ERIE, P.A (WICU-WSEE/CW) – There were some tense moments as both Erie Police Chief Dan Spizarny and Erie fire chief, Guy Santone, joined Erie City Council at the table Monday night

 

Both Spizarny and Santone shared their disapproval of possible budget cuts and a proposed salary freeze on non-union workers.

The budget for Erie Police is over $31 million, the budget for the Erie Fire Department $23.7 million.

“We are already at the brink.” Santone said “We can’t cut anything else.”

Last Thursday, Erie City Councilwoman Liz Allen first proposed the freeze, which would halt a three-percent increase in nonunion salaries.

            The freeze would impact close to 78 employees, with some on the staff of the police and fire departments, including the chief’s. Both Spizarny and Santone believe the freeze will prevent workers from taking on a promotion, as in some cases, a supervisor role can make less money.


Allen and her fellow Councilmembers are continuing to try and find ways to dig themselves out of their current $11 million dollar budget deficit.

“With Chief Santone, I agree.” Spizarny said

Allen says the freeze could save the city $140,000, but is open to hear any other ideas the chiefs may have.

"I think really good ideas do come from the grassroots, and they come from good managers." Allen said

Despite their objections, both Spizarny and Santone were willing to discuss ways to generate revenue through their departments as a way to help undercut the deficit.


Ideas ranged from adding a fee for excessive false alarms to increasing the city's parking boot program.


Councilman Jim Winarski also proposed a cut to the $1.2 million in overtime payments to the police department. The idea is to have the city supplement the cut with grant funds, though it is not clear at this time whether the grants could apply to their intended use.

Chief Spizarny says the overtime is built into their contracts and helps officers working overnight shifts.
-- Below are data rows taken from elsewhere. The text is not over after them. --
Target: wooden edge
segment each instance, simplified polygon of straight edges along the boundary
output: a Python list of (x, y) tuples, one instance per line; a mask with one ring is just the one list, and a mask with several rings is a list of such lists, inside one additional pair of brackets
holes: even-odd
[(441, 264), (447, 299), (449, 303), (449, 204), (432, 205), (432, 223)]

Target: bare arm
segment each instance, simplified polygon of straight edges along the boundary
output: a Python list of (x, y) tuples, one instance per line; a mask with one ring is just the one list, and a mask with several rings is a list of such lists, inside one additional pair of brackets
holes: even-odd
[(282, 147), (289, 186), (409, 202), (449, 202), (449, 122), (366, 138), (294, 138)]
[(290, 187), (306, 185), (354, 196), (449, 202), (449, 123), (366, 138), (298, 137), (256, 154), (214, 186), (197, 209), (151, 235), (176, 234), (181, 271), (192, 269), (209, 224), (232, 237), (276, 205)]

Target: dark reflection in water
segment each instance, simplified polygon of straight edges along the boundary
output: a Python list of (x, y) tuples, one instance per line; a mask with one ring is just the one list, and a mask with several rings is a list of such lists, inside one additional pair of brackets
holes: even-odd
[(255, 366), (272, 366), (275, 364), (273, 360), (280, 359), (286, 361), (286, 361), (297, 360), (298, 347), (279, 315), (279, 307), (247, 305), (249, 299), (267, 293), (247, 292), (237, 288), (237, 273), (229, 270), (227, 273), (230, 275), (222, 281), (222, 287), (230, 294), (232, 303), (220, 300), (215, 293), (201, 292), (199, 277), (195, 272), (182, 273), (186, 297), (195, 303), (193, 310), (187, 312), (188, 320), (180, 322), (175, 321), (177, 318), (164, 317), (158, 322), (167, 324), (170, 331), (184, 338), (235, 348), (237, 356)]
"It's one of those costs that it's just part of doing business, it sounds like a large number, but this is a large city." Spizarny said

As the two sides continue to work ideas out, both Allen and Santone echoed a want to have more open communication. There were several times during meeting where Councilmembers shared comments of

"A lot of its siting down and hearing what the other side has to say." Allen said

 

Allen says the council has not considered a cut back in staff for either department.

 

EXTRA:

Chief Spizarny presented his department’s plan to trial run at least three different body cam programs in 2019. They currently do not have money budgeted for the programs, which range from $300,000 – to about $115,000 for body cams alone and nearly $200,000 for dash cams. That's not counting the annual costs to store all the video.